Matthew Pearce, the Direc-tor General of the Old Brewery Mission – a hundred-year-old homeless support centre – said that although the plan is an important step toward addressing homelessness, it is significantly flawed. “We’re troubled by the plan in that the city has all of the actions it wants to take, but does not have the funds to do it,” said Pearce. “Their plan is dependent on the province agreeing to their request for money. If the city is truly putting homelessness as a priority it also has to do so in its budget,” he said.

Pearce went on to say that that the announcement of the initiative is premature. “I don’t think they should be advertising what they would do with money they don’t have.
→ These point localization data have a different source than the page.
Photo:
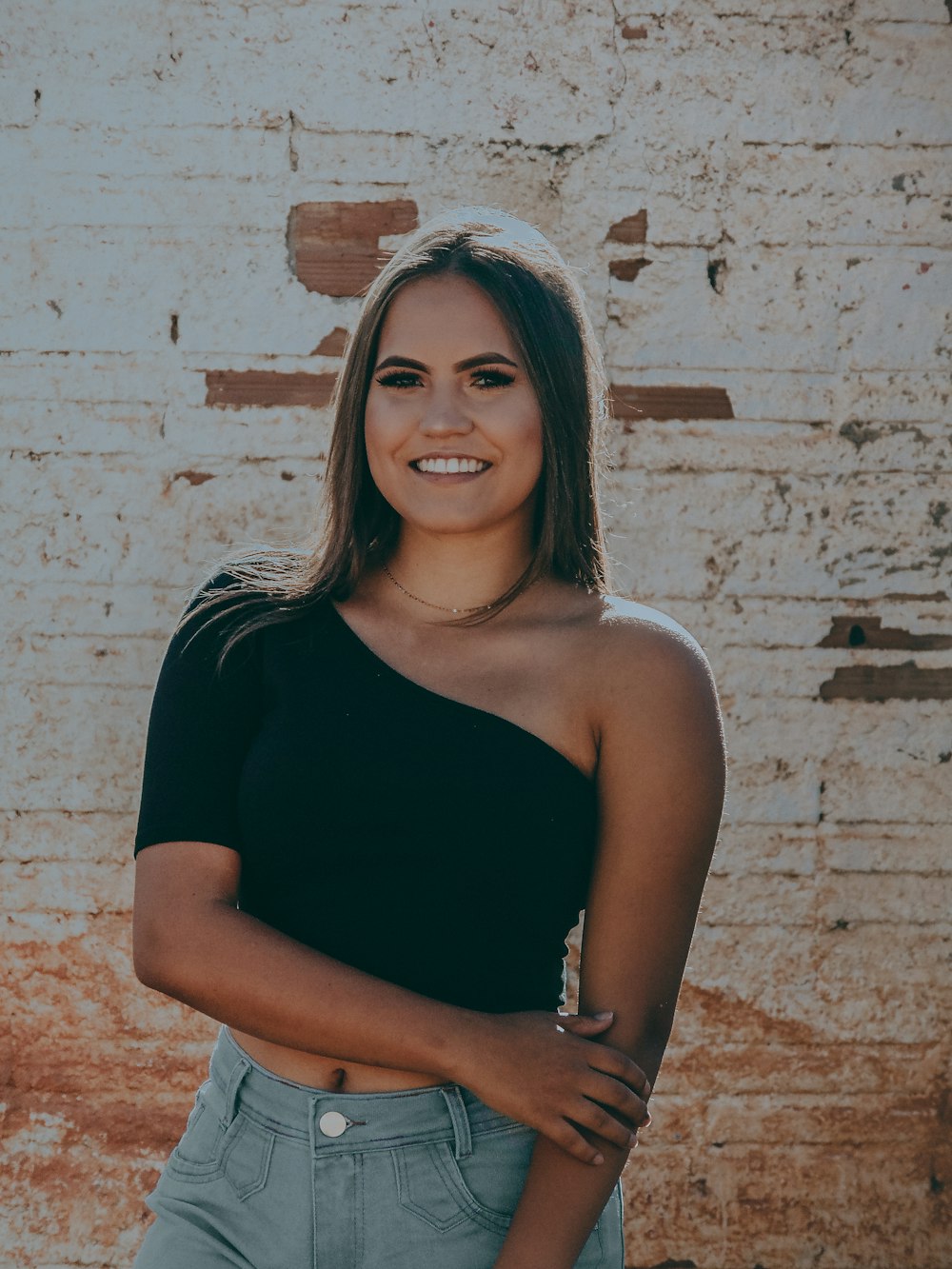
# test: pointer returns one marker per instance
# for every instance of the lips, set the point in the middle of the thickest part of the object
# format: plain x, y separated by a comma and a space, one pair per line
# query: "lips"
449, 465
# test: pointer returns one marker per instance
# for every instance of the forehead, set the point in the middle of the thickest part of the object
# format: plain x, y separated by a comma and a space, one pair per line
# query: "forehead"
447, 313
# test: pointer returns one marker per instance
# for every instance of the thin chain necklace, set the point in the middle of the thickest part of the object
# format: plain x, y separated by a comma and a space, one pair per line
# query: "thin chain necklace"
479, 608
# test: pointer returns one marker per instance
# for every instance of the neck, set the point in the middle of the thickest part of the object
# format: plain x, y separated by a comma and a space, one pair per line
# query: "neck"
459, 571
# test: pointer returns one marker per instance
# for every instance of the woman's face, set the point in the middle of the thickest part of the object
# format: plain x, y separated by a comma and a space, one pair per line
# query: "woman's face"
426, 403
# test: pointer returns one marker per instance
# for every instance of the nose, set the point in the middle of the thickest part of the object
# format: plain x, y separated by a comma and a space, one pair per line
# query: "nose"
444, 418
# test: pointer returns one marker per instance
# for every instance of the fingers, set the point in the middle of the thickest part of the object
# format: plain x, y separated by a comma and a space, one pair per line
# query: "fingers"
619, 1100
619, 1065
571, 1141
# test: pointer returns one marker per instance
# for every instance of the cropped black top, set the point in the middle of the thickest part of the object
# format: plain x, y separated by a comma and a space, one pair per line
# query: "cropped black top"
410, 835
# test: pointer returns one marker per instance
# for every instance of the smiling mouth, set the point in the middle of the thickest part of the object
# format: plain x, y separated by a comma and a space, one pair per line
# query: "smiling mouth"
449, 466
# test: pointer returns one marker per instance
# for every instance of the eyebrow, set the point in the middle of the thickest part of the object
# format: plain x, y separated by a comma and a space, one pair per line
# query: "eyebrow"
466, 365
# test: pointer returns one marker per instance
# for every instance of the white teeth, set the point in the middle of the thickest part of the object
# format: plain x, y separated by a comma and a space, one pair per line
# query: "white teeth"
448, 466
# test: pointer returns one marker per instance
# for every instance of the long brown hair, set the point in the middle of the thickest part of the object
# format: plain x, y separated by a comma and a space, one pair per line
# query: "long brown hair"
544, 306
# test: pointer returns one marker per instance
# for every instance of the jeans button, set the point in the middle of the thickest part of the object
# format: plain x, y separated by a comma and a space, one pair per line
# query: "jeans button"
333, 1123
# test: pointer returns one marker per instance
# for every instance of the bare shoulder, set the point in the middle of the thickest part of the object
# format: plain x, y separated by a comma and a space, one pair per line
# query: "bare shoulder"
625, 633
645, 669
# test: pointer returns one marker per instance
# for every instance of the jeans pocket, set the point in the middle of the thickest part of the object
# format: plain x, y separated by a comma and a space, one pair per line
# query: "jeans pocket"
198, 1151
489, 1181
239, 1153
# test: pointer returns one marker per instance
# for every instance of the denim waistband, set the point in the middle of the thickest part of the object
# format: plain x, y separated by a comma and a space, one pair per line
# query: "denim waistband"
341, 1122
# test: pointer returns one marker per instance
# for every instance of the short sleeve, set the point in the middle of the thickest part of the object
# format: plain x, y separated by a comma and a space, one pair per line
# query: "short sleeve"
201, 724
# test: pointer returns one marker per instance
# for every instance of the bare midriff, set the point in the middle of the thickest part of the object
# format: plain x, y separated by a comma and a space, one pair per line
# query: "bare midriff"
330, 1073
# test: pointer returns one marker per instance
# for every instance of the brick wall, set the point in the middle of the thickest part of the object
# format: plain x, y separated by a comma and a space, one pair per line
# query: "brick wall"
761, 198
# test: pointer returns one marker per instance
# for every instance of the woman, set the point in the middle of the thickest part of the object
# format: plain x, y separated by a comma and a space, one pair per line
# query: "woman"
384, 776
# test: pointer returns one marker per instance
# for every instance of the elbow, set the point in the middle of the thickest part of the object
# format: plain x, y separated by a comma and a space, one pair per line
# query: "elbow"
156, 956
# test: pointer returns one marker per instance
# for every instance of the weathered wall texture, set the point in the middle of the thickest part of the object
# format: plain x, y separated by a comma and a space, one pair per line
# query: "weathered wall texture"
761, 198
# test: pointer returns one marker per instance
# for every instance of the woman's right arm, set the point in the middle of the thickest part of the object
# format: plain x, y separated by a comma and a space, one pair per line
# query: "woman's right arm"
194, 944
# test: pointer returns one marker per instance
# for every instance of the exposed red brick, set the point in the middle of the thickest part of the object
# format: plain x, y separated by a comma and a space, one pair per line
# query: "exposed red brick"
331, 344
268, 387
626, 270
905, 682
334, 248
630, 228
870, 632
632, 401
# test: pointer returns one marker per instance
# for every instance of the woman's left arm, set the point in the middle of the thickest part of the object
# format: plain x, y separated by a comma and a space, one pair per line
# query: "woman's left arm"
662, 780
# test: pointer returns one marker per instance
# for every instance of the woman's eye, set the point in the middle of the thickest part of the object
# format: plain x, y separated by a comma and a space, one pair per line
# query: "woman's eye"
399, 380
What they should do is: complete their conversations with the province, find out how much money the province will give, and…then they should develop a plan.”

Isabelle Raffestin, a representative from Réseau d’aide aux personnes seules et itinérantes de Montréal (RAPSIM) – an organisation which defends the rights of Montreal’s homeless population – said that the city’s plan will make concrete improvements in the area of housing, but thought it fell short in it’s treatment of judicial issues.

She pointed out that when homeless people fall victim to arrest and fines from the police, it is often for minor offenses. Public urination and sleeping on public benches can garner fines starting at $144. In the Ville-Marie – or downtown – area, fines for public disturbance and misuse of urban space can reach up to $628, a fee which few homeless people can afford.

“The Commission des droits de la personne [Commission for Human Rights] published a two- hundred page review which accuses the SPVM of social profiling,” said Raffestin. “What we at RAPSIM are asking for is a revision of municipal regulations that are discriminatory,” she said. The SPVM’s mobile outreach project seems beneficial, but the city needs to go a step further in “sensitizing judges and crown prosecutors to the different realities of people, including the homeless,” according to Raffstein.

In a press release dated October 15, Montreal’s Collectif Opposé à la Brutalité Policière (COBP) has also voiced opposition to the plan. Sophie Sénécal, a spokesperson for the organization, wrote in French that the city’s plan only perpetuates a zero-tolerance approach to dealing with the homeless. COBP maintains that the plan does not address the judicial victimization of homeless people and is an effort to conceal the problem of homelessness rather than eradicate it.